亀井氏の「借金の返済猶予」は暴論だ。

亀井静香氏が「中小企業の借金返済を3年猶予する」と前々から言っていたのは知っているが、選挙前のリップサービス位にしか受け止めず本気にしてこなかった。しかし、金融・郵政改革担当相になった途端、本当に今度の臨時国会に法案を提出するという。これに驚いた証券市場は、銀行株が軒並み下落した。個々には銀行融資に問題があったとはいえ、「返さなくともいい」というのは、余りにも暴論である。これでは革命だ。国民はこのたび相当強く改革を願って投票したのだろうが、革命まで望んではいないはずだ。特に、国民新党はこのたび3名しか当選していないのだ。いくら参院キャスティングボートを握っているからとはいえ、調子に乗り過ぎているのではないだろうか。衆院は3名しかいないという重い現実をよくわきまえて、それなりの行動をしてもらいたいものだ。

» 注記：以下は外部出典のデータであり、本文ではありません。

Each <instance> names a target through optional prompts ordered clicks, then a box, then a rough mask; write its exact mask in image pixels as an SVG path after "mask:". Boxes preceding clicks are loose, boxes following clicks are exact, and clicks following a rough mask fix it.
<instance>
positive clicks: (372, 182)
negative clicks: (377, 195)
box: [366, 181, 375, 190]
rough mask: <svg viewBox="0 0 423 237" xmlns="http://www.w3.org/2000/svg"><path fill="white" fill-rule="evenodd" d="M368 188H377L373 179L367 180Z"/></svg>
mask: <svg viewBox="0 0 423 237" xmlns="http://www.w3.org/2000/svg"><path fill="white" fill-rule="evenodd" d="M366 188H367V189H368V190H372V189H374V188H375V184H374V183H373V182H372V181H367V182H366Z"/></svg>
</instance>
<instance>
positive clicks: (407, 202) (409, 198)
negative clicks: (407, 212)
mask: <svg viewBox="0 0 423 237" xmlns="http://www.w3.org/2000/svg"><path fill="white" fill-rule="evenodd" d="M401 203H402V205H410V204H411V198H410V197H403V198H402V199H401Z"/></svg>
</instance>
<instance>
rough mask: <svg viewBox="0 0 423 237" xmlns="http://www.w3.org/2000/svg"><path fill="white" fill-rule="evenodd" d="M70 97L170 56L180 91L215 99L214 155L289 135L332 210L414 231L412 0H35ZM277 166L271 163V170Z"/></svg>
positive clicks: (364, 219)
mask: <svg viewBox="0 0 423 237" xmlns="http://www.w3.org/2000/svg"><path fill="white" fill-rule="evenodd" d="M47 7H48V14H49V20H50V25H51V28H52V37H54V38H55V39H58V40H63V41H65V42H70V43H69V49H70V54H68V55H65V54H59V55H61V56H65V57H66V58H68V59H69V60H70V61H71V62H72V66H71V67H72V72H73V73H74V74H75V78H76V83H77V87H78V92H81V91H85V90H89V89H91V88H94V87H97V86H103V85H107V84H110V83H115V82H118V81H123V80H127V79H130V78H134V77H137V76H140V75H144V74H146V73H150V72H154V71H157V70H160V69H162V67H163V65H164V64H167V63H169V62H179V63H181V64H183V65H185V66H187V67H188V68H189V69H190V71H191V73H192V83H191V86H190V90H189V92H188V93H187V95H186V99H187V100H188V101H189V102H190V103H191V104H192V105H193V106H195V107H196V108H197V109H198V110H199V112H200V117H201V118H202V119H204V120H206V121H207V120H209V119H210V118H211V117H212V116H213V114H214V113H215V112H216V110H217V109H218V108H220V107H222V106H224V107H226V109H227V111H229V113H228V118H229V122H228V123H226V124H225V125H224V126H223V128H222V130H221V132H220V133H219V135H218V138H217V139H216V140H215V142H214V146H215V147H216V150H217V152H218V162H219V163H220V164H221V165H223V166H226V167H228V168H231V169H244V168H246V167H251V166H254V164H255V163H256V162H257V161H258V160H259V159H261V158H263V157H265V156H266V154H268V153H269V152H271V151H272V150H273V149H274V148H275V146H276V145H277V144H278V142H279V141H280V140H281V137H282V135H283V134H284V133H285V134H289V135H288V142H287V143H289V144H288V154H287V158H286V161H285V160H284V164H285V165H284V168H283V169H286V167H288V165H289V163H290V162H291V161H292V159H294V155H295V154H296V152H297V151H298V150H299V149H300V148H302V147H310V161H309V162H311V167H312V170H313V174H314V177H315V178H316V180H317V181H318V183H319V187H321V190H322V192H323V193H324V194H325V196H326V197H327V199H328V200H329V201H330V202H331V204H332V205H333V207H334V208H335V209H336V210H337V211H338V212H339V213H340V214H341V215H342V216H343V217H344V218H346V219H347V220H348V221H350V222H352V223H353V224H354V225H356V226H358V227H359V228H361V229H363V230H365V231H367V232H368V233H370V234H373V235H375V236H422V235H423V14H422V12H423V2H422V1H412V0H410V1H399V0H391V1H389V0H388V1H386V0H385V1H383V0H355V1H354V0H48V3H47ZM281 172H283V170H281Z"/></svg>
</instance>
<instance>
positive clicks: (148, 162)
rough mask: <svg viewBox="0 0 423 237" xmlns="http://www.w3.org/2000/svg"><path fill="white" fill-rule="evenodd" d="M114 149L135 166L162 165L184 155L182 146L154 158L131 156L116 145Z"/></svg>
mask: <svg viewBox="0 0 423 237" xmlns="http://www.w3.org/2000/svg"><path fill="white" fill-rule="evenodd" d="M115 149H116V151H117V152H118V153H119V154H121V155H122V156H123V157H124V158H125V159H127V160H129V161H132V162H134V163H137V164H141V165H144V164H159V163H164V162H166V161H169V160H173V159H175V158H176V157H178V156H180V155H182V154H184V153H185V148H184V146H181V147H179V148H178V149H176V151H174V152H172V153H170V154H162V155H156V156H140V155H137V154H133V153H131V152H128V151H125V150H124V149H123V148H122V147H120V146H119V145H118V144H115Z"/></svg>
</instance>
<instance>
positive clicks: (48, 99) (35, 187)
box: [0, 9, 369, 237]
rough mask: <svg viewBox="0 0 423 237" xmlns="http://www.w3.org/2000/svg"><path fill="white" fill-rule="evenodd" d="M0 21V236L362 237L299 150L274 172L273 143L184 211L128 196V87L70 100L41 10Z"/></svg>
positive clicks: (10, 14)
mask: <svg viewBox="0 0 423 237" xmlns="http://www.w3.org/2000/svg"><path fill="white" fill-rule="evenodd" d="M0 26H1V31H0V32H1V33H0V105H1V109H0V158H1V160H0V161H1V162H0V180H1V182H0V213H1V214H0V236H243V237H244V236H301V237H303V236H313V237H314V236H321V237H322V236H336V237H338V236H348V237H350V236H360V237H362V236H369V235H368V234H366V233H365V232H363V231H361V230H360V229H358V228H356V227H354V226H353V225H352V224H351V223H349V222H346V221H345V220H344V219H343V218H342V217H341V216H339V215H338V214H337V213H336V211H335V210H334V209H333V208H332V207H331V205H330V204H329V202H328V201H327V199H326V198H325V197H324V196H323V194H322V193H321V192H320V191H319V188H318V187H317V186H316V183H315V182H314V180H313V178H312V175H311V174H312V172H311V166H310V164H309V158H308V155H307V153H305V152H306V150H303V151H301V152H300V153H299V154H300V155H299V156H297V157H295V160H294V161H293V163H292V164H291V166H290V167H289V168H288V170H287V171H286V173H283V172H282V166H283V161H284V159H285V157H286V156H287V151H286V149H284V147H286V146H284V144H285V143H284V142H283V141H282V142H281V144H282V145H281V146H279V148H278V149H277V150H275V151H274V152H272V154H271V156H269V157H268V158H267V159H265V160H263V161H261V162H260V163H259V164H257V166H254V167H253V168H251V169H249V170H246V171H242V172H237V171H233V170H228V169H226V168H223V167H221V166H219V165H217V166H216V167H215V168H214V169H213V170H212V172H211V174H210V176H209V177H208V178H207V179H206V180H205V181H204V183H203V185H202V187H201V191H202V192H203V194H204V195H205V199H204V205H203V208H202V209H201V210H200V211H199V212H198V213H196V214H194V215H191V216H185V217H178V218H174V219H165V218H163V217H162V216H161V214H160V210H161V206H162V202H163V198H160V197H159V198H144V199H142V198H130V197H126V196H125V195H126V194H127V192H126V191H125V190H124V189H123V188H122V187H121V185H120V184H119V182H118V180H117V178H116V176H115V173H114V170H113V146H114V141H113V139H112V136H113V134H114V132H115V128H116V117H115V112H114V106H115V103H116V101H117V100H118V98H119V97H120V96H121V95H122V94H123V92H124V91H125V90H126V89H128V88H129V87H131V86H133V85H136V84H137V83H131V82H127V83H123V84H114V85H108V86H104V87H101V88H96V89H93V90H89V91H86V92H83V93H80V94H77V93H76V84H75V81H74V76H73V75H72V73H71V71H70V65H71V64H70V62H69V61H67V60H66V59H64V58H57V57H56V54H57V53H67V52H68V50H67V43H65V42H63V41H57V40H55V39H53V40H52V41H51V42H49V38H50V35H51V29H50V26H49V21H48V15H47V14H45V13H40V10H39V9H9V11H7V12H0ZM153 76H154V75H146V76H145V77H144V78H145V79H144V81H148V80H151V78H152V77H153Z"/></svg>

私は、10数年来、政権交代を渇望してきた。権力は必ず腐敗するからです。この度の内閣の姿勢も総じて好感がもてるが、この返済猶予だけは、いただけない。「借りたものはかえす」。「約束したことは守る」。これは世の中の基本である。基本という重いものを、あれこれ軽薄な理屈をつけて破っていたら、それこそ世の中がもたない。
借りたものはどんなことがあっても、石にかじりついてでも、食事を1回に減らしてでも返す、そこから改革とか発展とか忍耐とか努力とか、高等な行動規範が生まれるのである。「返済猶予」は、ことは経済問題だけに限られるのではない、生き方、哲学、世の中のありかたにまで及ぶ大きな意味を含んでいるのだ。「中小企業受けする」などと軽々に判断してもらっては困る。